2. Then, to establish a theoretical foundation for the exploration-exploitation trade-off in single-mode active learning scenarios with resource-constrained budgets, we present a novel \epsilon-Bayes-optimal Decision-Theoretic Active Learning (\epsilon-BAL) framework which advocates the use of differential entropy as a performance measure and consequently, derives a learning policy that can approximate the optimal expected performance arbitrarily closely (i.e., within an arbitrary loss bound \epsilon). To meet the real-time requirement in time-critical applications, we then propose an asymptotically \epsilon-optimal, branch-and-bound anytime algorithm based on \epsilon-BAL with performance guarantees. In practice, we empirically demonstrate with both synthetic and real-world datasets that the proposed approach outperforms the state-of-the-art algorithms in budgeted scenarios.

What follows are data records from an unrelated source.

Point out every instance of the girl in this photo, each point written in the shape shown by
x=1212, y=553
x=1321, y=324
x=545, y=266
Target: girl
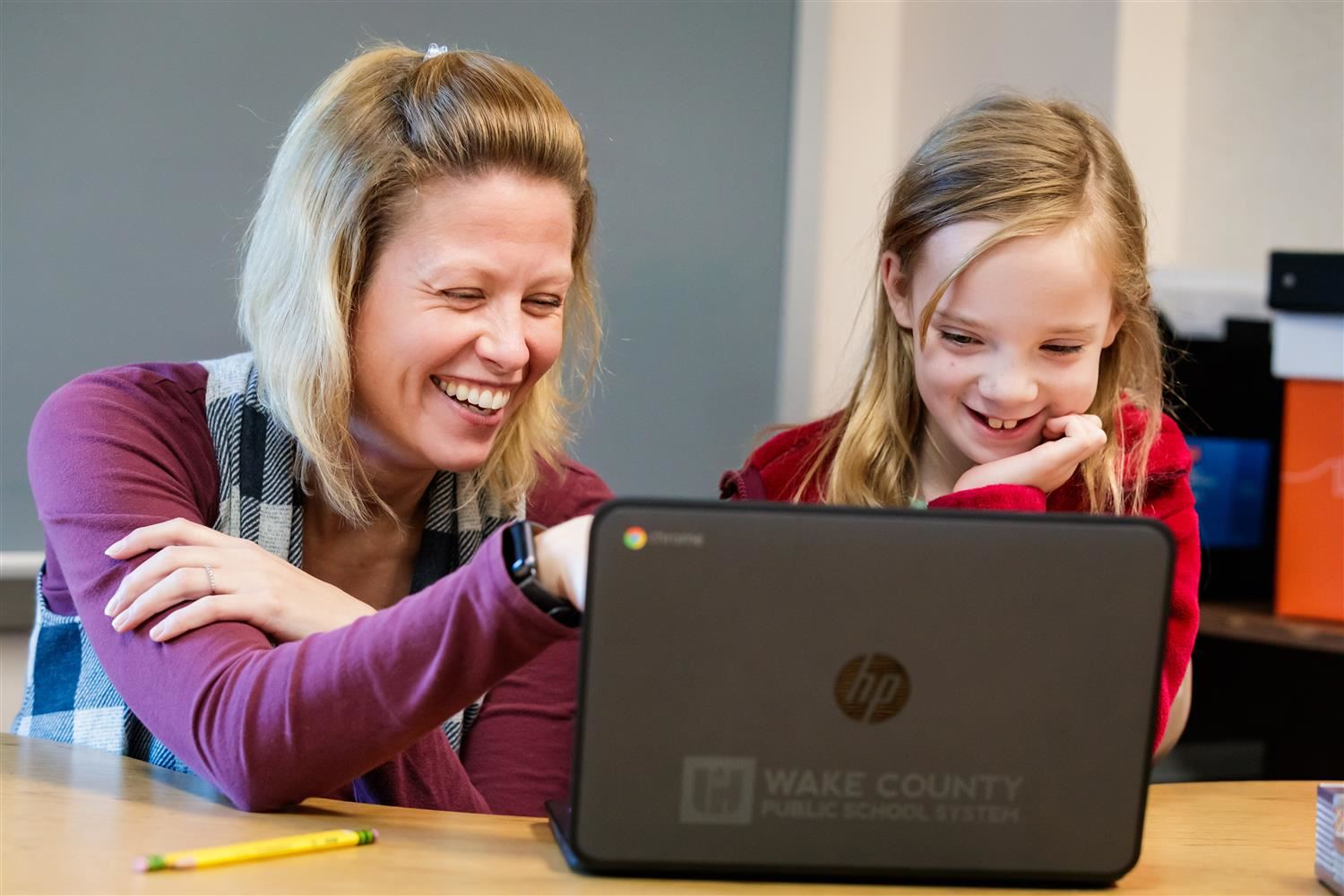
x=1015, y=362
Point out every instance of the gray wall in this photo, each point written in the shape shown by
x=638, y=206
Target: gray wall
x=134, y=139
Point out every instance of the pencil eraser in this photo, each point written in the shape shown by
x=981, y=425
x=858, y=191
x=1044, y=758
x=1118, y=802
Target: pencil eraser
x=1330, y=836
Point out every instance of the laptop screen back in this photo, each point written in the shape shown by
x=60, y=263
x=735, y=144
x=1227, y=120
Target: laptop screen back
x=830, y=691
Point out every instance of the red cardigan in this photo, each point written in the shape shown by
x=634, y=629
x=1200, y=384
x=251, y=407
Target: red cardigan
x=776, y=469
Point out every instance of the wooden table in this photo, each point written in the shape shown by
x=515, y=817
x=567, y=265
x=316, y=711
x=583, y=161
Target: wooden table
x=74, y=818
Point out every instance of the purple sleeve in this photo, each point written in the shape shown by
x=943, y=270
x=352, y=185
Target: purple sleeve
x=518, y=754
x=268, y=726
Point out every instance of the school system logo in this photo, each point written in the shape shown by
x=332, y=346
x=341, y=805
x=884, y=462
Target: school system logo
x=871, y=688
x=717, y=790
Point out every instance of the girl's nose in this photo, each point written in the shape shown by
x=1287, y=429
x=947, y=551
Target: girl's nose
x=1008, y=387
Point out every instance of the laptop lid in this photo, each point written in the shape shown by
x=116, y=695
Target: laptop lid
x=804, y=691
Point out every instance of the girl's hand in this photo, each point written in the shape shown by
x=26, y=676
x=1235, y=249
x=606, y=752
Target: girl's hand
x=245, y=583
x=562, y=559
x=1069, y=441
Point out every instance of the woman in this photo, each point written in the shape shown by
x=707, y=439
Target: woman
x=416, y=266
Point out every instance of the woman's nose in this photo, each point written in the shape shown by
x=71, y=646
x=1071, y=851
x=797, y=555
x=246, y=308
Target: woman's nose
x=503, y=343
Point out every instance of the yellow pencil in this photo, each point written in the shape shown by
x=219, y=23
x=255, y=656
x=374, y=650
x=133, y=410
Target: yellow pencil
x=254, y=849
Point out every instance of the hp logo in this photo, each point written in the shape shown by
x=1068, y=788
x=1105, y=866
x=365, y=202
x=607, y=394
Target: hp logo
x=871, y=688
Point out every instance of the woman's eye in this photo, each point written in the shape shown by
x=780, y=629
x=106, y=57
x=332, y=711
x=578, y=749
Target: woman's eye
x=462, y=296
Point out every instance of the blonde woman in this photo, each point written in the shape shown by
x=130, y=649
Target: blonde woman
x=1015, y=360
x=303, y=571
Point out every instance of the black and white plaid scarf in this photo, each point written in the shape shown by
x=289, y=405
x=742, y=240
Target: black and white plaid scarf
x=67, y=694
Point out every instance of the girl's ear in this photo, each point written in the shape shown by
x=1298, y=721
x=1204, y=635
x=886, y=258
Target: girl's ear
x=1117, y=320
x=897, y=287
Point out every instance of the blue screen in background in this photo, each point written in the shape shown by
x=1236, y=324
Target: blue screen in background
x=1228, y=479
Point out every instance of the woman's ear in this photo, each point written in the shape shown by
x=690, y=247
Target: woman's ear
x=897, y=287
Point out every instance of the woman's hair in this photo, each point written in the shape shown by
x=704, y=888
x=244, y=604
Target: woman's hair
x=1034, y=168
x=346, y=175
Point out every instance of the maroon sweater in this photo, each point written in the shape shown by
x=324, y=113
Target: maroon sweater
x=351, y=713
x=777, y=469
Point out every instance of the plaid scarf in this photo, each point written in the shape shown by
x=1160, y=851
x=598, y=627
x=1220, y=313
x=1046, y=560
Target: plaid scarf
x=67, y=694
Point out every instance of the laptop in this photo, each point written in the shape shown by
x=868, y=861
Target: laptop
x=811, y=692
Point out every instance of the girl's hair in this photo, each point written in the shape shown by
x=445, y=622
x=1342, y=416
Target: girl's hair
x=1034, y=168
x=346, y=175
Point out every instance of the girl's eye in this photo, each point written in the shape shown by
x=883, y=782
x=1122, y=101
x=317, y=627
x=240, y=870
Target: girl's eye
x=543, y=303
x=957, y=339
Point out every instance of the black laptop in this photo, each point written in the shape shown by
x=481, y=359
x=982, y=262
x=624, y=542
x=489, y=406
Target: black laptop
x=804, y=692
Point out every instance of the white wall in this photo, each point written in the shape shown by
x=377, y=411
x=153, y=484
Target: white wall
x=1230, y=113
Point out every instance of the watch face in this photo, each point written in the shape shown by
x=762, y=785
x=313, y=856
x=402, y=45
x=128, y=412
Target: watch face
x=519, y=552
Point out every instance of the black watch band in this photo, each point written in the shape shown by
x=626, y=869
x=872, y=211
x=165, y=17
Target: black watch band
x=521, y=562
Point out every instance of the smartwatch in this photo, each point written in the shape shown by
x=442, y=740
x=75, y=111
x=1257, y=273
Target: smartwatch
x=521, y=562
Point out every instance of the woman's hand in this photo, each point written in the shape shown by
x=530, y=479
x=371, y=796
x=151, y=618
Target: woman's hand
x=1069, y=441
x=562, y=559
x=244, y=583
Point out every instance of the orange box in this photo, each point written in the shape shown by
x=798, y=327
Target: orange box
x=1309, y=581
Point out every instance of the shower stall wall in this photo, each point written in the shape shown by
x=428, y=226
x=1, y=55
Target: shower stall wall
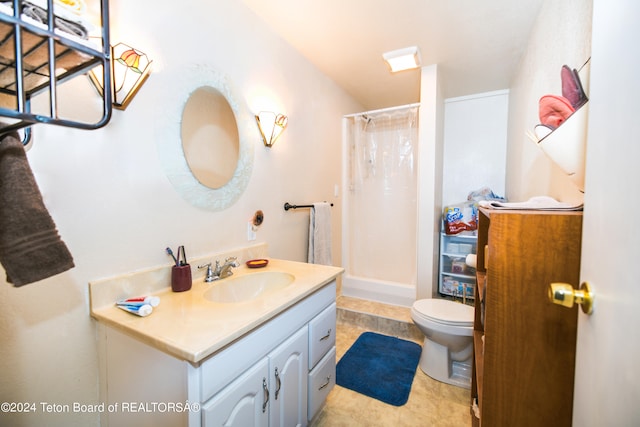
x=380, y=207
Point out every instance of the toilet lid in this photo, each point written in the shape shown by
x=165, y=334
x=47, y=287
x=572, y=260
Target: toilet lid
x=445, y=311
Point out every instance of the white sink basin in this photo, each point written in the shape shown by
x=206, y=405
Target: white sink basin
x=247, y=287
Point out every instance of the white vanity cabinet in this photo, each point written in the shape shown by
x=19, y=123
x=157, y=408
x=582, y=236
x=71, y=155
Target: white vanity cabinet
x=235, y=386
x=271, y=393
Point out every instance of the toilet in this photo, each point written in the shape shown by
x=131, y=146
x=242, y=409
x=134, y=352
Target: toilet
x=448, y=344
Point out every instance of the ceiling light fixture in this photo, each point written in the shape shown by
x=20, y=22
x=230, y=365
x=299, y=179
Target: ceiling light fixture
x=402, y=59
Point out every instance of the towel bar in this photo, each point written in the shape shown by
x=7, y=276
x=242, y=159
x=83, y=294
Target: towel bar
x=288, y=206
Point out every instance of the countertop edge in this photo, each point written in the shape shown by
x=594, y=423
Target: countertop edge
x=131, y=325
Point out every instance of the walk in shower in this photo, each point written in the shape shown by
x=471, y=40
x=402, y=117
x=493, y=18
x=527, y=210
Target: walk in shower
x=380, y=206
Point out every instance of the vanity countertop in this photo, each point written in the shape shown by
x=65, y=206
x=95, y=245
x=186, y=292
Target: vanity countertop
x=189, y=327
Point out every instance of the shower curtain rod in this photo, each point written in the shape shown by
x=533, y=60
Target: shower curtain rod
x=384, y=110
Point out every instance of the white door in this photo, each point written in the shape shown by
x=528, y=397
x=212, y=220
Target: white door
x=243, y=403
x=607, y=381
x=288, y=369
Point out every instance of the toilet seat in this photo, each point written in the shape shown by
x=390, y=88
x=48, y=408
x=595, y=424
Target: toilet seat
x=444, y=312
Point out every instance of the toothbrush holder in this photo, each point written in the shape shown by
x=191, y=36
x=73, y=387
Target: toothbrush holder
x=180, y=278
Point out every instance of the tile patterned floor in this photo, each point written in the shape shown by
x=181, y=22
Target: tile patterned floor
x=431, y=402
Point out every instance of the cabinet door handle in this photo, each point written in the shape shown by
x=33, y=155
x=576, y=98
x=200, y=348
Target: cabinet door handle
x=278, y=384
x=325, y=384
x=326, y=337
x=266, y=395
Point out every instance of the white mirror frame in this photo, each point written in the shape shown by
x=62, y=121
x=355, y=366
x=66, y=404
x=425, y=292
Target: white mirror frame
x=169, y=142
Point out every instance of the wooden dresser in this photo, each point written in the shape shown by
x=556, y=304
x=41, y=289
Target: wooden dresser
x=524, y=346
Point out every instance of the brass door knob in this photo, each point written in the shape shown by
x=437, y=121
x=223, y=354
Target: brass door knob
x=563, y=294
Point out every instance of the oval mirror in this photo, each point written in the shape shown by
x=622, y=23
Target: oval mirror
x=210, y=138
x=204, y=138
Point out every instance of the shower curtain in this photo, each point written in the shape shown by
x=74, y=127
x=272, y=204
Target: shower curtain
x=382, y=208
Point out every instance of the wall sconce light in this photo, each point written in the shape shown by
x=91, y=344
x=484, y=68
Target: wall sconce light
x=402, y=59
x=271, y=126
x=129, y=70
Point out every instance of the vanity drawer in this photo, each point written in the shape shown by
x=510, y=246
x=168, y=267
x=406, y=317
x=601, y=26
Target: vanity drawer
x=322, y=379
x=322, y=334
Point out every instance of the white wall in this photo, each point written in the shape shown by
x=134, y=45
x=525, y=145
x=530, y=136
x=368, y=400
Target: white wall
x=117, y=211
x=430, y=152
x=475, y=145
x=561, y=35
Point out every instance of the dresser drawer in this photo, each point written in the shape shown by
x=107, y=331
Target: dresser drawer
x=322, y=334
x=322, y=379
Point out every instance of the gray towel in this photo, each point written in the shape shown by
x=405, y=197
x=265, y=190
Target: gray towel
x=30, y=247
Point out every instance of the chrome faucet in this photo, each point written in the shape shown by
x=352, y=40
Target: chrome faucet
x=225, y=270
x=220, y=271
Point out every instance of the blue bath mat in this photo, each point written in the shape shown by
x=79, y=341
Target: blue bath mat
x=379, y=366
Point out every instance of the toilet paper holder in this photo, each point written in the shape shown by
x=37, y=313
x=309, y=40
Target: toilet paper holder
x=565, y=295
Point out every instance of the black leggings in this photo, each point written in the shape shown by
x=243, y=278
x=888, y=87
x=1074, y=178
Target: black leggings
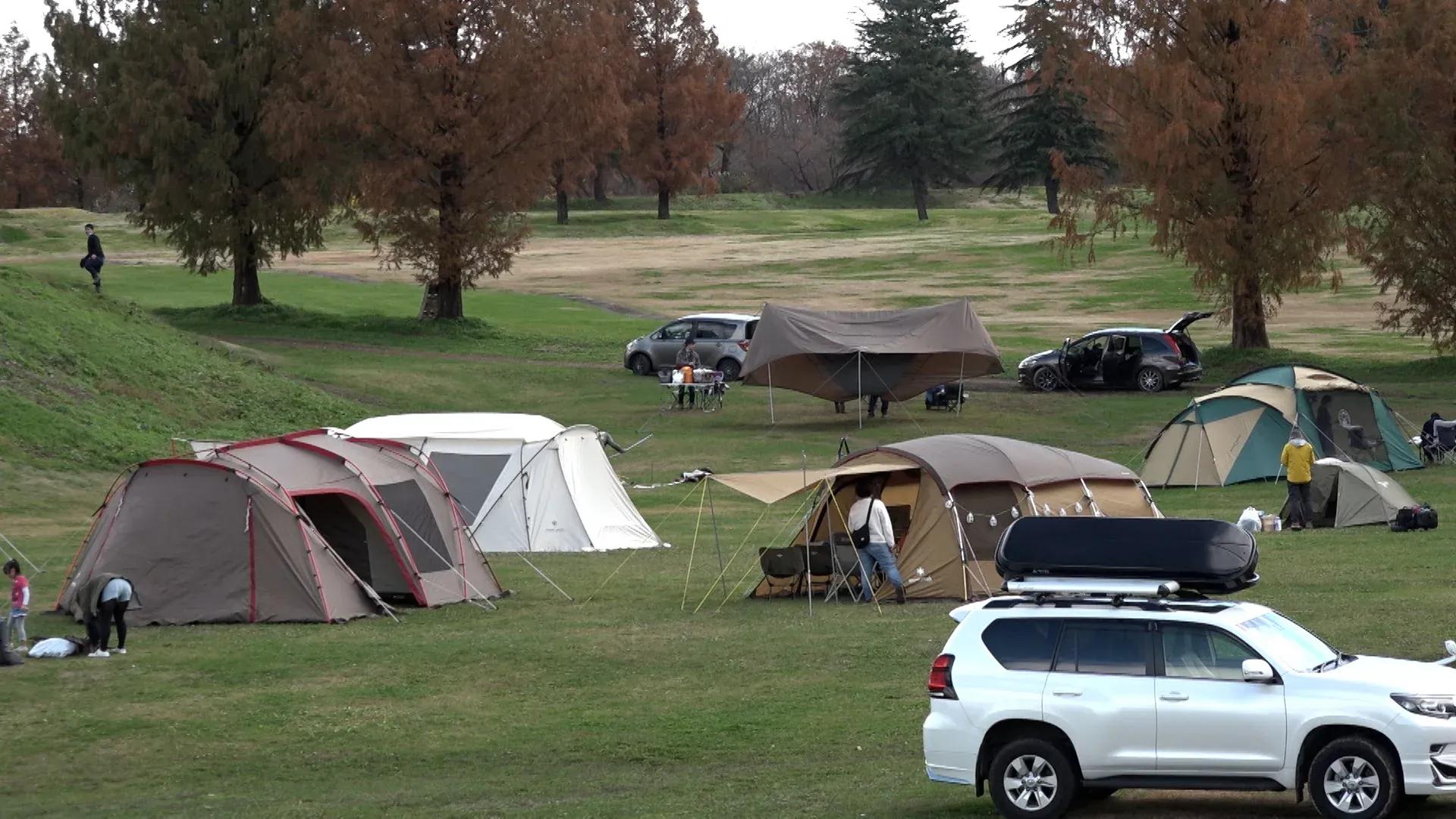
x=99, y=629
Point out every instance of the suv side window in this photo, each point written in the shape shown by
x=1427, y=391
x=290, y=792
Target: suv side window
x=1197, y=651
x=1022, y=645
x=1106, y=648
x=676, y=331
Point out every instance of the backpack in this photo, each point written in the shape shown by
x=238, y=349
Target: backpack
x=1404, y=519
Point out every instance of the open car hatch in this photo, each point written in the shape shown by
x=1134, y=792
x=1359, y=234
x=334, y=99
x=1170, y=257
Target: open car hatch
x=1187, y=319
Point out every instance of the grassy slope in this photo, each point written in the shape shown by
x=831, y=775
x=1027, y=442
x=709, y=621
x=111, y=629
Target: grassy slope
x=623, y=706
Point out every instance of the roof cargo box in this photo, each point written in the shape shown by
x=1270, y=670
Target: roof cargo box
x=1203, y=556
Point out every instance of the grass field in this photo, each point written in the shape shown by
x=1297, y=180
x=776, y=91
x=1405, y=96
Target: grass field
x=626, y=704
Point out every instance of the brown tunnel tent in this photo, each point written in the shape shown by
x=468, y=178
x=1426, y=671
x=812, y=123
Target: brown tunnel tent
x=946, y=550
x=382, y=509
x=206, y=542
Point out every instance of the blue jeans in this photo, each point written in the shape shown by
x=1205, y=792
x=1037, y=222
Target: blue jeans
x=877, y=554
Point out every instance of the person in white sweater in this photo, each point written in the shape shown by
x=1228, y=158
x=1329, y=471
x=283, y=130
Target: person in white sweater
x=873, y=534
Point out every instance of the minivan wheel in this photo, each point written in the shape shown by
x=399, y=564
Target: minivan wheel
x=1046, y=379
x=1354, y=779
x=1150, y=379
x=1033, y=779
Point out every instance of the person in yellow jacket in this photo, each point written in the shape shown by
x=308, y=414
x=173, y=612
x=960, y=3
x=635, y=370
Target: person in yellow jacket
x=1299, y=469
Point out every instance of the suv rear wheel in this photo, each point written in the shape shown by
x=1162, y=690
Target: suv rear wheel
x=1033, y=779
x=1354, y=779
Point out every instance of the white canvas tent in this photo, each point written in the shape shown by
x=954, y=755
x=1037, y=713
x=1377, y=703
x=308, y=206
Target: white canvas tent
x=526, y=483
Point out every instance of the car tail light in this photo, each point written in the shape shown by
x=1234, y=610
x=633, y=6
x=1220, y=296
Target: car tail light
x=940, y=684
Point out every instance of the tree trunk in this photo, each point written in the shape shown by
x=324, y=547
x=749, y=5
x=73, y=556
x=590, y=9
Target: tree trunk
x=560, y=183
x=246, y=290
x=449, y=284
x=1250, y=321
x=599, y=184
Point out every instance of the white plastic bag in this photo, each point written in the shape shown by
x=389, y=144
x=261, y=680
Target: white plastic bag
x=1251, y=521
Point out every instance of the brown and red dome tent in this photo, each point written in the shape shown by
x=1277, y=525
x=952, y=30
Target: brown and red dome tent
x=209, y=542
x=383, y=510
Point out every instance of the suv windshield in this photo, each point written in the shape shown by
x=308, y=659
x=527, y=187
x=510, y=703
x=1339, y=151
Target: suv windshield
x=1289, y=642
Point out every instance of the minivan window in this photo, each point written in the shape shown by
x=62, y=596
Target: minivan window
x=1104, y=648
x=1022, y=645
x=676, y=331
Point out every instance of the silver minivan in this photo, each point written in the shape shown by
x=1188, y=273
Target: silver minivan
x=721, y=340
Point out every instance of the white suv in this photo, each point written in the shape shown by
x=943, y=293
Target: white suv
x=1059, y=698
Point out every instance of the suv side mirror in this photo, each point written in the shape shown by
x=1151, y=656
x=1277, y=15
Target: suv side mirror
x=1257, y=670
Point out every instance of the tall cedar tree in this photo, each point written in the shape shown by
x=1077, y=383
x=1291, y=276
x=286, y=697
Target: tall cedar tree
x=682, y=107
x=36, y=172
x=1405, y=123
x=456, y=101
x=1041, y=111
x=1222, y=115
x=197, y=114
x=913, y=101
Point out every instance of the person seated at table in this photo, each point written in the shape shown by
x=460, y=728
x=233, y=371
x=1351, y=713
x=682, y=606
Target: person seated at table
x=688, y=360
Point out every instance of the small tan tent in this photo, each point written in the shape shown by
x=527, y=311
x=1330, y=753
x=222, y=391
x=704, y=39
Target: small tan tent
x=206, y=542
x=949, y=499
x=384, y=512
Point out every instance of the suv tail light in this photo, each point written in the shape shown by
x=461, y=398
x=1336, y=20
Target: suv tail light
x=940, y=684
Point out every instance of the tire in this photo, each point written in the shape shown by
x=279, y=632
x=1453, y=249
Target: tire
x=730, y=368
x=1046, y=379
x=1354, y=779
x=1043, y=781
x=1150, y=379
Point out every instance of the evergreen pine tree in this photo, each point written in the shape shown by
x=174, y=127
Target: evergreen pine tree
x=913, y=101
x=1040, y=111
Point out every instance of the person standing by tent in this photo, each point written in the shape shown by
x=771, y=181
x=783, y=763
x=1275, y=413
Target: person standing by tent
x=688, y=360
x=874, y=534
x=19, y=601
x=1298, y=460
x=95, y=259
x=102, y=602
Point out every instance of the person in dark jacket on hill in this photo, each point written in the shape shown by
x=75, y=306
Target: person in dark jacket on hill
x=93, y=256
x=102, y=601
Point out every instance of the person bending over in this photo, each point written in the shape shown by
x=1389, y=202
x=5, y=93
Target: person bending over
x=870, y=513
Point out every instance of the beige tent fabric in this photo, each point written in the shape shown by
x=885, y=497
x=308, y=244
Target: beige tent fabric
x=202, y=542
x=772, y=487
x=840, y=354
x=929, y=556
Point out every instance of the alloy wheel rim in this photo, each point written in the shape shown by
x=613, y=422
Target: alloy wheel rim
x=1030, y=781
x=1351, y=784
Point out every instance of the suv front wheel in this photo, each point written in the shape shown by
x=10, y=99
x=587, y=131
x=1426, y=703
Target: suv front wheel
x=1033, y=779
x=1354, y=779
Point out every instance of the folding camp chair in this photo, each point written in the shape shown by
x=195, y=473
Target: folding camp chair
x=783, y=564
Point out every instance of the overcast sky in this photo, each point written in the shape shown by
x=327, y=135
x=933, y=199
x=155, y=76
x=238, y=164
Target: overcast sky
x=758, y=25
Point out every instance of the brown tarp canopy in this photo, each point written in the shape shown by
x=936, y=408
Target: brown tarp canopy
x=843, y=354
x=990, y=480
x=206, y=542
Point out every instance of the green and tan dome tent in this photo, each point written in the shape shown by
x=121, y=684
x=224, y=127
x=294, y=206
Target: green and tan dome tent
x=1237, y=433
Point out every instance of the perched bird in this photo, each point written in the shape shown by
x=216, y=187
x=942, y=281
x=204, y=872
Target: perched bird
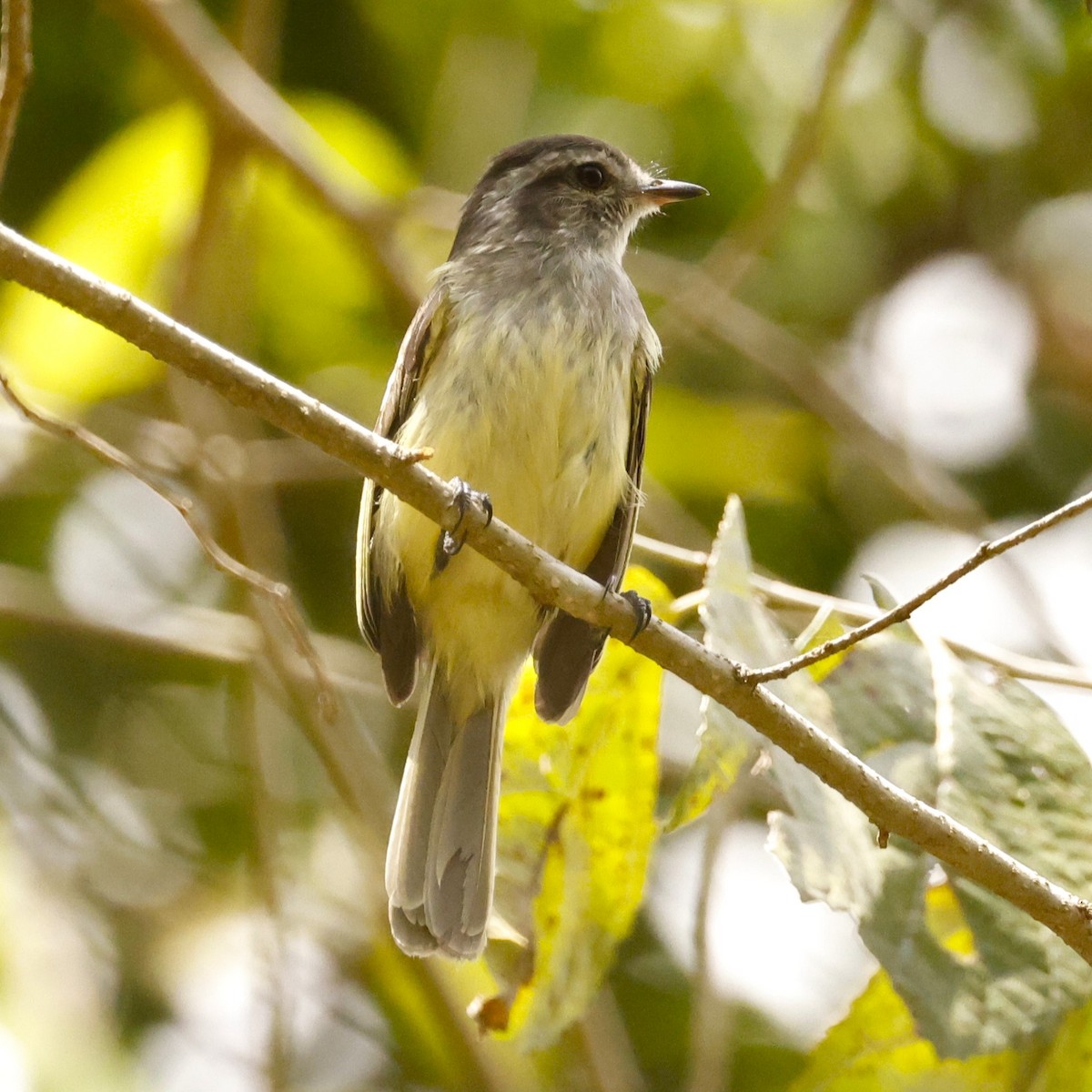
x=528, y=371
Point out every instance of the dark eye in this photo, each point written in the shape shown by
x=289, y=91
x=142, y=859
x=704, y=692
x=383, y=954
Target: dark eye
x=591, y=176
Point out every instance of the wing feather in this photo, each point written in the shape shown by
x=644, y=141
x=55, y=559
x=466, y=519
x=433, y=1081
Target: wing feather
x=385, y=614
x=568, y=649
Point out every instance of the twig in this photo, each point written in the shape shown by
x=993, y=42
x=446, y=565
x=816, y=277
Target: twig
x=667, y=551
x=904, y=611
x=780, y=594
x=730, y=260
x=15, y=68
x=263, y=866
x=551, y=582
x=711, y=1016
x=239, y=97
x=278, y=593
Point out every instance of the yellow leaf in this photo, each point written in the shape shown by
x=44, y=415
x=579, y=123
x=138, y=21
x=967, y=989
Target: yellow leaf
x=577, y=827
x=876, y=1048
x=123, y=216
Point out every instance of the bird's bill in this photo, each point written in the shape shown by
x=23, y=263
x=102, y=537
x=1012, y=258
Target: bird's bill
x=662, y=191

3. Lastly, to facilitate the future developments of large-scale, non-myopic AL applications, we further introduce a highly scalable family of anytime predictive models for AL which provably converge toward a well-known class of sparse Gaussian processes (SGPs). Unlike the existing predictive models of AL which cannot be updated incrementally and are only capable of processing middle-sized datasets (i.e., a few thousands of data points), our proposed models can process massive datasets in an anytime fashion, thus providing a principled trade-off between the processing time and the predictive accuracy. The efficiency of our framework is then demonstrated empirically on a variety of large-scale real-world datasets which contains hundreds of thousand data points.